From everything I could find out, the settings I was using for Pro Tools and my computer were as they should be for maximum performance. As a point of comparison, I also use a lot of other DAWs for my work as an editor and writer, and none of them had the kind of repetitious CPU problems that Pro Tools did.

But everything changed for the better when I upgraded to 2020.11 (native), and I have been pleasantly surprised by the performance. Looking at the 2020.11 release notes, I don’t see any overall optimizations for CPU efficiency, but there is a new “Optimize Performance at Low Buffer Sizes” feature. I’ve experienced significantly better performance at all buffer settings.

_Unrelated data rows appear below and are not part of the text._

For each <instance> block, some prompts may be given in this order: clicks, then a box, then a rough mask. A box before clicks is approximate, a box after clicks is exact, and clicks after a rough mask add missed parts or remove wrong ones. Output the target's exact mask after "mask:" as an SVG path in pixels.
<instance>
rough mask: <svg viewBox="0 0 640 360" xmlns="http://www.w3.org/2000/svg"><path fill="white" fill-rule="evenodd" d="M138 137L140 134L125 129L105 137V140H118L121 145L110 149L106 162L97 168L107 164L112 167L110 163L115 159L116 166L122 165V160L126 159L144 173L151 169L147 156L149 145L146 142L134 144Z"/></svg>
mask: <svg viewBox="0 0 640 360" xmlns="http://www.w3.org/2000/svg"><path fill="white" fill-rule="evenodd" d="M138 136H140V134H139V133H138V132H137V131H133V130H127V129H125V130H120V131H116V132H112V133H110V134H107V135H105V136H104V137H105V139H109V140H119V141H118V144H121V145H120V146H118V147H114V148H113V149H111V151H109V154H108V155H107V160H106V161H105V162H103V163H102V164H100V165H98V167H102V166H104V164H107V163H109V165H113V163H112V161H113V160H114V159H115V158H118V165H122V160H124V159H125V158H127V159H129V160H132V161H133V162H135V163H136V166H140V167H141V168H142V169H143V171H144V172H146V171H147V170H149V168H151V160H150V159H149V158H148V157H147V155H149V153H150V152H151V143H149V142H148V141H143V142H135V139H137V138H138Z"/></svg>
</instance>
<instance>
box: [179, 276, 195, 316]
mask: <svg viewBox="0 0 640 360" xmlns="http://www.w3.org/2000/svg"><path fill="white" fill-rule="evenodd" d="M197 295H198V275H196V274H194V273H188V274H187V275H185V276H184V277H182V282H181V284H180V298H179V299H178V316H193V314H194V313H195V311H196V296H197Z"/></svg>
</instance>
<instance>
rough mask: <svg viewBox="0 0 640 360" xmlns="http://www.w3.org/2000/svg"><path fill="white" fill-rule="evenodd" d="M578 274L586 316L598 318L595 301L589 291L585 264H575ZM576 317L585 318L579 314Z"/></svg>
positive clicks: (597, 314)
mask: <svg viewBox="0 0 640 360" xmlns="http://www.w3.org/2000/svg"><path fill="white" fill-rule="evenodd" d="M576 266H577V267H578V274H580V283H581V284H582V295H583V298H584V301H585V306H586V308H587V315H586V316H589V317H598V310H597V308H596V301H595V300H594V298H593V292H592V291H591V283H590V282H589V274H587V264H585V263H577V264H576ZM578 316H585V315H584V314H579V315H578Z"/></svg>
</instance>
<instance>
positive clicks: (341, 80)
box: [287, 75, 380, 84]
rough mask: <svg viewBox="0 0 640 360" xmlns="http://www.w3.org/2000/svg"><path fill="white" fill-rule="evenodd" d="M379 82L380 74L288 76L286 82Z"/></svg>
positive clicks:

Here’s an example of the differences I’ve noticed. I was mixing a relatively large session (by my standards) of 26 tracks and 34 channels, with a lot of plug-ins. Before the upgrade, I had to Freeze almost half the tracks to keep the CPU usage errors at bay, with the buffer set to its maximum size, 1024. This is on a Mac Pro, albeit a “Garbage Can” model, with 32GB of RAM.

But with 2020.11, I was able to unfreeze all those tracks and run without CPU issues. I even tried setting the buffer down to 256, which in previous versions I’ve used would have led to beaucoup problems with a session of that size. I could even adjust plug-ins in real-time without CPU errors, which would have been impossible in previous versions.

Something clearly has changed performance-wise for native Pro Tools, and I hope everyone who runs native Pro Tools experiences similar improvement. (Pro Tools 2020.12, which is basically a maintenance update is now the current version.)

I’ve not always been happy with the way Avid has managed Pro Tools, both in terms of features (or lack thereof) and customer relations, but I have to give credit where credit is due. Pro Tools 2020.11 is quite impressive.